Zeuge unglaubwürdig / Kein Urteil

Von Mario Berger
Paderborn (WV). Die Dinger waren nagelneu und wurden ihnen zum Spottpreis angeboten. Aber erfüllt der An- und Weiterverkauf von preiswerten Computern und Laptops gleich den Straftatbestand der gewerbsmäßigen Hehlerei? Diese Frage beschäftigte in einer fast acht-stündigen Verhandlung die 1. Große Strafkammer des Paderborner Landgerichts.

Auf der Anklagebank saßen der Sohn des Geschäftsinhabers eines Paderborner An- und Verkaufgeschäfts sowie dessen Freund. Der Filius hatte von Dezember 2002 bis Mai 2003 etwa 40 Rechner preisgünstig von einem 26-jährigen Privatmann erworben, der später als Zeuge auch die zentrale Figur der Verhandlung werden sollte.
Die Geräte sollen dann über seinen Freund per Internet bei ebay veräußert worden sein. Der 26-jährige Wolfgang D., wegen Betrugs zu vier Jahren Freiheitsstrafe verurteilt, eröffnete im Vorfeld eine Vielzahl von ungedeckten Konten, um dann mit seiner EC-Karte in Paderborner Kaufhäusern sowie Städten im Rheinland »einkaufen« zu gehen. Die betrügerisch erbeutete Ware wurde nach seiner Aussage meistens noch am selben Abend zu dem Paderborner Laden gebracht. Überhaupt soll in dieser Zeit ein reger Handel zwischen dem Sohn des Inhabers und dem Betrüger stattgefunden haben.

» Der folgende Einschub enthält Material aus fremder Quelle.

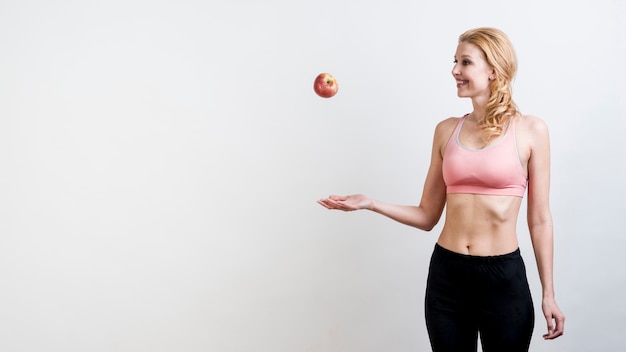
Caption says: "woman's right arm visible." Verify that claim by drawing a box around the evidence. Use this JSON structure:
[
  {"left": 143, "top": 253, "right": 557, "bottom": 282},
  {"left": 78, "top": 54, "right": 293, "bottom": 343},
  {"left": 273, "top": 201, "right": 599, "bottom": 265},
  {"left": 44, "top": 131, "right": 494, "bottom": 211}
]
[{"left": 318, "top": 119, "right": 455, "bottom": 231}]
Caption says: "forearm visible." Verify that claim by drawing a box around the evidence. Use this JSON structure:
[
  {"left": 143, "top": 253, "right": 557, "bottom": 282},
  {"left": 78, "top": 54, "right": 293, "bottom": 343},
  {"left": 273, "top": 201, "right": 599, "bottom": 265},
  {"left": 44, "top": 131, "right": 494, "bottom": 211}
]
[
  {"left": 530, "top": 221, "right": 554, "bottom": 298},
  {"left": 369, "top": 200, "right": 441, "bottom": 231}
]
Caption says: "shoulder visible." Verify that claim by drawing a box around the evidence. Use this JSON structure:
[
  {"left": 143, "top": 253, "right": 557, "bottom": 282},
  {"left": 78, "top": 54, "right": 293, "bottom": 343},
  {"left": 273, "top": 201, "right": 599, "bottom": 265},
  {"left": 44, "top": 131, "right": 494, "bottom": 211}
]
[
  {"left": 433, "top": 117, "right": 462, "bottom": 156},
  {"left": 435, "top": 117, "right": 462, "bottom": 139},
  {"left": 516, "top": 115, "right": 550, "bottom": 156}
]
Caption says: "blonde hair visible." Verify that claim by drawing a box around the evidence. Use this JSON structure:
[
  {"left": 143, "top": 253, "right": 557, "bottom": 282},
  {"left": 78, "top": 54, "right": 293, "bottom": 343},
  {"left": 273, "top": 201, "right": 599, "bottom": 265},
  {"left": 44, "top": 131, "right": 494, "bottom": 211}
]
[{"left": 459, "top": 27, "right": 519, "bottom": 141}]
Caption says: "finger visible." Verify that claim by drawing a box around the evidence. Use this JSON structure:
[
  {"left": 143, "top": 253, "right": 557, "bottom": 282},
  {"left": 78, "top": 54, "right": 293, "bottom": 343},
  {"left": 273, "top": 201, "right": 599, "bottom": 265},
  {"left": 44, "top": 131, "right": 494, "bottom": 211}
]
[
  {"left": 328, "top": 194, "right": 348, "bottom": 201},
  {"left": 543, "top": 318, "right": 565, "bottom": 340}
]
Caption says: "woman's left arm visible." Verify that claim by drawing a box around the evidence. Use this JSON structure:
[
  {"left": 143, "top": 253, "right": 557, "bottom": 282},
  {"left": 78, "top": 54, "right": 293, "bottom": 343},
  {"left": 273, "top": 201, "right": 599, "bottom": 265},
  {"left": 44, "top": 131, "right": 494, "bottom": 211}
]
[{"left": 526, "top": 117, "right": 565, "bottom": 339}]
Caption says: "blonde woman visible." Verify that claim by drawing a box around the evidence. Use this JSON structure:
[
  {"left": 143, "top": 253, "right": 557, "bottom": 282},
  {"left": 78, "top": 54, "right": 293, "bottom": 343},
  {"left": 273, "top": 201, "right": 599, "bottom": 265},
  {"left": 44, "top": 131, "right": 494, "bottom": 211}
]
[{"left": 318, "top": 28, "right": 565, "bottom": 352}]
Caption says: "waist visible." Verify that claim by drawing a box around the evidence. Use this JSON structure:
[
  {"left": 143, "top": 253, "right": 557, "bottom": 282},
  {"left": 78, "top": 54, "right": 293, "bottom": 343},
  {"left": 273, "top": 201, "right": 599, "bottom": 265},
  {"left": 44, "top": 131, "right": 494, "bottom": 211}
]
[{"left": 434, "top": 243, "right": 522, "bottom": 263}]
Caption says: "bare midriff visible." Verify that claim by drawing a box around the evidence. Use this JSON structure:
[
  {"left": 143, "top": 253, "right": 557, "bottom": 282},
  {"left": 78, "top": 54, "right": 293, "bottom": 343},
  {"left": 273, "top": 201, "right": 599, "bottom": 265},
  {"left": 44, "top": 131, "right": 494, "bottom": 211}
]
[{"left": 437, "top": 194, "right": 522, "bottom": 256}]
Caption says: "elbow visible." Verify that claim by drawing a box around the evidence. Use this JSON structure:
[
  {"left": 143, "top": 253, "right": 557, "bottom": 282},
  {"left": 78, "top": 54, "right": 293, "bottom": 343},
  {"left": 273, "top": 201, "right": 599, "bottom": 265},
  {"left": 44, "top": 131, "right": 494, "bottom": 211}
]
[{"left": 415, "top": 219, "right": 439, "bottom": 232}]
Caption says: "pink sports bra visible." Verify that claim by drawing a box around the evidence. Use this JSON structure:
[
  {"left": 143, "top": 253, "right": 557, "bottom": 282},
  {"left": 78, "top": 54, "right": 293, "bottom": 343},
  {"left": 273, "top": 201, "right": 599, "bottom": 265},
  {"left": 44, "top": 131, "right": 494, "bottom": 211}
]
[{"left": 443, "top": 115, "right": 528, "bottom": 197}]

Immer wieder versuchten die Rechtsanwälte der Angeklagten mit insgesamt sechs Beweisanträgen, die Unglaubwürdigkeit des Zeugen zu beweisen. Dieser leide, so vermutete einer der Verteidiger, unter einer Persönlichkeitsstörung. Auf die Frage von Richter Bernd Emminghaus, ob er jemals in psychologischer Behandlung gewesen sei, antwortete Wolfgang D. mit einem klaren »Nein«. Wie sich jedoch später herausstellen sollte, befand sich der 26-Jährige mindestens einmal in Behandlung.
Für das Gericht Grund genug, das Verfahren mit Zustimmung aller Beteiligten vorläufig einzustellen. »Die Beweissituation ist sehr schwierig, denn der Zeuge hat in einem wichtigen Punkt die Unwahrheit gesagt«, so der Vorsitzende Richter.
Die beiden Angeklagten müssen jetzt allerdings 8000 bzw. 3000 Euro Geldbuße zahlen.